En la cena de Nochevieja el último en llegar siempre era el tío Vicente. Y también era el más esperado por los pequeños de la casa. El tío Vicente siempre traía comida exótica, platos a cual más raros, del supermercado del Corte Inglés donde trabajaba como encargado. Llegaba a la cena de Nochevieja siempre media hora más tarde que los demás, y entraba en casa dándose muchas ínfulas, con los brazos llenos de bolsas y cajas. Y mientras los mayores entre humo y copas hablaban en el salón de sus cosas: el tío Domingo de la última pieza de avión que había diseñado, el tío Paco de la locomotora diésel 209 que alcanzaba los 120km/h o papá con el aislamiento acústico en medianeras con trasdosado, los pequeños nos refugiábamos alrededor de la mesa de la cocina enredando en las bolsas del Corte Inglés del tío Vicente con la intención de conseguir meter el dedo en alguna tarrina con mousse de queso, mermelada de violeta, caviar de erizo de mar (que escupimos nada más probarlo) o cualquier otro potingue que allí hubiera.

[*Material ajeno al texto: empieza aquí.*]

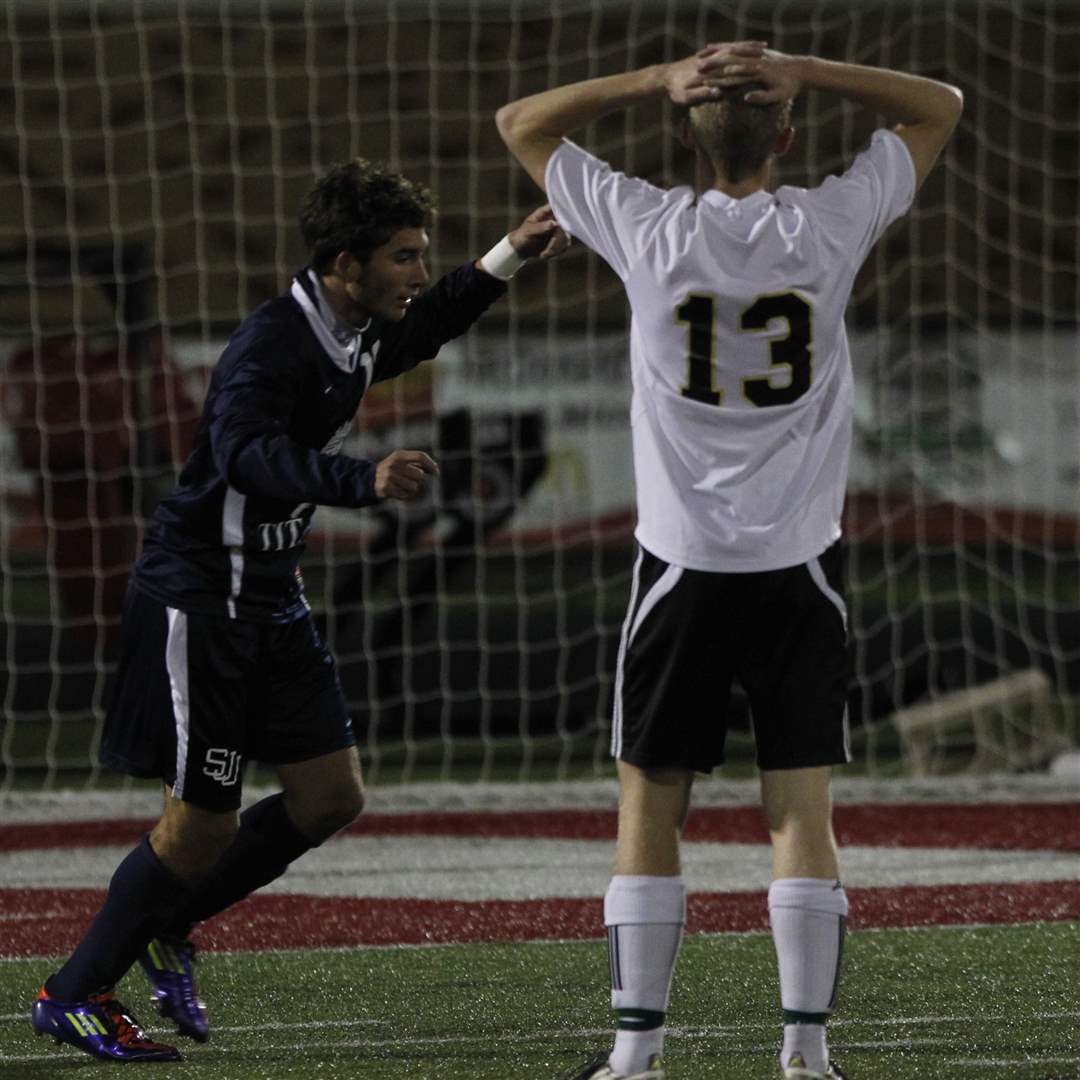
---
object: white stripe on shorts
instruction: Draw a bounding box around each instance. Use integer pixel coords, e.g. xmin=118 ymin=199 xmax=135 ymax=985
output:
xmin=165 ymin=607 xmax=191 ymax=799
xmin=807 ymin=558 xmax=848 ymax=633
xmin=611 ymin=551 xmax=683 ymax=758
xmin=807 ymin=558 xmax=851 ymax=761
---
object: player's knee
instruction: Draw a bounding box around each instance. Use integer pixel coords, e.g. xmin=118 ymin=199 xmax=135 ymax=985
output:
xmin=300 ymin=782 xmax=364 ymax=843
xmin=150 ymin=808 xmax=238 ymax=881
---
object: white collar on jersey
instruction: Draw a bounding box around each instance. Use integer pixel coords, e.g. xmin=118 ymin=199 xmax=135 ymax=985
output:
xmin=289 ymin=267 xmax=372 ymax=375
xmin=699 ymin=188 xmax=773 ymax=217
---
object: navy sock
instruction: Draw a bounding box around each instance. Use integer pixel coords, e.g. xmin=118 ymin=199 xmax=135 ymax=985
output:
xmin=167 ymin=793 xmax=316 ymax=939
xmin=45 ymin=836 xmax=190 ymax=1001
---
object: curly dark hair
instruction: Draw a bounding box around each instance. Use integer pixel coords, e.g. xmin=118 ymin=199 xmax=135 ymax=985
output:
xmin=676 ymin=83 xmax=792 ymax=184
xmin=299 ymin=158 xmax=435 ymax=273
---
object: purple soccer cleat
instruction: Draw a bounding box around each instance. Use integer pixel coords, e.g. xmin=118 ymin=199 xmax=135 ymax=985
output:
xmin=30 ymin=987 xmax=183 ymax=1062
xmin=138 ymin=937 xmax=210 ymax=1042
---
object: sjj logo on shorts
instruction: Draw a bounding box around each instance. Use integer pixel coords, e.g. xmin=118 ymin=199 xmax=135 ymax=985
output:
xmin=203 ymin=746 xmax=242 ymax=787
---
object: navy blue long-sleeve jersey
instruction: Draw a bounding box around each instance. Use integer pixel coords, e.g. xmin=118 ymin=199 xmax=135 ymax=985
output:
xmin=133 ymin=264 xmax=507 ymax=622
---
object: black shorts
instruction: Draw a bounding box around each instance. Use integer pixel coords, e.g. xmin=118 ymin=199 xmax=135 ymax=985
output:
xmin=100 ymin=589 xmax=356 ymax=810
xmin=611 ymin=544 xmax=851 ymax=772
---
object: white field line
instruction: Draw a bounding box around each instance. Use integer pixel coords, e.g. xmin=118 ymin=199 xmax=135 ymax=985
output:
xmin=0 ymin=1009 xmax=1080 ymax=1047
xmin=0 ymin=919 xmax=1067 ymax=959
xmin=0 ymin=1025 xmax=1054 ymax=1068
xmin=0 ymin=773 xmax=1077 ymax=824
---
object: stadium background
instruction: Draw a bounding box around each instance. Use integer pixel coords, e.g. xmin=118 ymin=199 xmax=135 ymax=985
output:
xmin=0 ymin=0 xmax=1080 ymax=787
xmin=0 ymin=0 xmax=1080 ymax=1080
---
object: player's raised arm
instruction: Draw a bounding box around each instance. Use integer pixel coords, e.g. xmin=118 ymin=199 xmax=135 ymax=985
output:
xmin=699 ymin=45 xmax=963 ymax=188
xmin=495 ymin=41 xmax=762 ymax=188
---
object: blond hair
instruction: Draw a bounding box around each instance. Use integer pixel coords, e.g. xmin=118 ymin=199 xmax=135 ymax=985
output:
xmin=684 ymin=83 xmax=792 ymax=184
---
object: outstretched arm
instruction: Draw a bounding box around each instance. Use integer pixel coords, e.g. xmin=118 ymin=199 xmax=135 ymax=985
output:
xmin=495 ymin=41 xmax=764 ymax=188
xmin=473 ymin=203 xmax=570 ymax=281
xmin=699 ymin=45 xmax=963 ymax=188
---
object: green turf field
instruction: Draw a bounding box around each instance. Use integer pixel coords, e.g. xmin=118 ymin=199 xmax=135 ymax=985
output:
xmin=0 ymin=923 xmax=1080 ymax=1080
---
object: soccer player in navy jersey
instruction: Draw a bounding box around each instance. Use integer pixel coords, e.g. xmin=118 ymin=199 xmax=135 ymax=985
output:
xmin=32 ymin=160 xmax=568 ymax=1062
xmin=496 ymin=41 xmax=962 ymax=1080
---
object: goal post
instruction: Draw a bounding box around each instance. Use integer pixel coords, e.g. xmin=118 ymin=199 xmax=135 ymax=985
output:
xmin=0 ymin=0 xmax=1080 ymax=787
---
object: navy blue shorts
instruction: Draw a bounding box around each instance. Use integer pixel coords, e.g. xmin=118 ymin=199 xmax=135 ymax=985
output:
xmin=612 ymin=544 xmax=851 ymax=772
xmin=100 ymin=588 xmax=356 ymax=810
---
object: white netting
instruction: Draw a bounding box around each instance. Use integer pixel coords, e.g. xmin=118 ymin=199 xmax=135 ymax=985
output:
xmin=0 ymin=0 xmax=1080 ymax=786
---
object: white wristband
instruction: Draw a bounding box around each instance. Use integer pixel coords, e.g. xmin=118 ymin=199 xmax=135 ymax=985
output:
xmin=480 ymin=237 xmax=527 ymax=281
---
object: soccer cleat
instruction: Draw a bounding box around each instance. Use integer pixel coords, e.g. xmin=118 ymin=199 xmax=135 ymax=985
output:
xmin=567 ymin=1051 xmax=664 ymax=1080
xmin=784 ymin=1054 xmax=847 ymax=1080
xmin=138 ymin=937 xmax=210 ymax=1042
xmin=30 ymin=987 xmax=183 ymax=1062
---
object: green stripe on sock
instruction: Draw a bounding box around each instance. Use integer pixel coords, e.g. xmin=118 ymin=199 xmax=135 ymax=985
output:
xmin=616 ymin=1009 xmax=664 ymax=1031
xmin=784 ymin=1009 xmax=828 ymax=1024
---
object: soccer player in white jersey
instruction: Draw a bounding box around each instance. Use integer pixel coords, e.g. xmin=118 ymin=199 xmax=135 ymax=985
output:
xmin=496 ymin=41 xmax=962 ymax=1080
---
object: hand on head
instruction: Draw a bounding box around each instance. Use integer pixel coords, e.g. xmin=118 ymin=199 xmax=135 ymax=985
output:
xmin=694 ymin=41 xmax=802 ymax=105
xmin=664 ymin=41 xmax=766 ymax=105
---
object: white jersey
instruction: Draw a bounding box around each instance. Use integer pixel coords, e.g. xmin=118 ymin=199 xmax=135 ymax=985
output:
xmin=546 ymin=130 xmax=915 ymax=571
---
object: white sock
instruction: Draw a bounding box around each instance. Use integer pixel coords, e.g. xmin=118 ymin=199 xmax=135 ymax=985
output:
xmin=604 ymin=874 xmax=686 ymax=1076
xmin=769 ymin=878 xmax=848 ymax=1072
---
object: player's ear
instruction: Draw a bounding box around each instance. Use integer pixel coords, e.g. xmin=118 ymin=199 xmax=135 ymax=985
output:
xmin=333 ymin=252 xmax=360 ymax=281
xmin=772 ymin=127 xmax=795 ymax=158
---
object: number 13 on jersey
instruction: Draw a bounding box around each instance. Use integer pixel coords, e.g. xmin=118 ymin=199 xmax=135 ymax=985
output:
xmin=675 ymin=293 xmax=813 ymax=408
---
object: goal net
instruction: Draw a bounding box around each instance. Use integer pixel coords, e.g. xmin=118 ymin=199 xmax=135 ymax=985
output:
xmin=0 ymin=0 xmax=1080 ymax=787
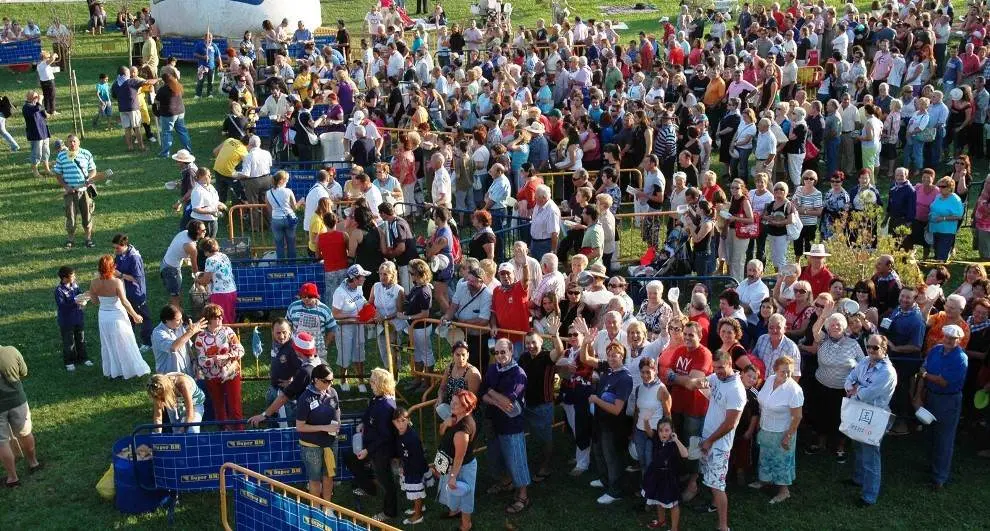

Alma era escéptica con el tío Vicente, claro, que como a ella solo le gustaba el huevo frito le daba igual lo que trajera o dejara de traer el tío Vicente. Hasta que un año probamos el huevo hilado. Comer huevo frito, cocido, escalfado que tanto apasionaba a mamá y que a nosotros nos daba tanto asco era lo normal, pero comer huevo dulce, frío y en tiras finas, eso no lo habíamos visto nunca. Emi se lo quería comer a puñados y el tío Vicente entró en pánico. El huevo hilado era de la sección del gourmet y lo tuvimos que comer enrollado en jamón york. Emi, en un descuido de los mayores, tiró el jamón york a Coco, el perro, y se zampó de una sentada el huevo hilado.
Otra nochevieja el tío Vicente llegó con una tarta de selva negra, que por aquel entonces no se encontraba en ninguna pastelería. Estaba deliciosa. A los mayores les sabía a chocolate y nata, que era lo que era. Pero a nosotros nos sabía especial, no sé, nos sabía a Corte Inglés.
Y no faltaba el comentario del tío Vicente que entre bocados afirmaba, con el peso de un catedrático, que no había mejor viaje para los sentidos que la comida. Así era el tío Vicente.
Anoche, sentí como el 2008 se escapaba entre tragos de vino y recuerdos de infacia envueltos en canela, arroz, piñones y cúrcuma.
Un mágico y próspero año 2009 para todos.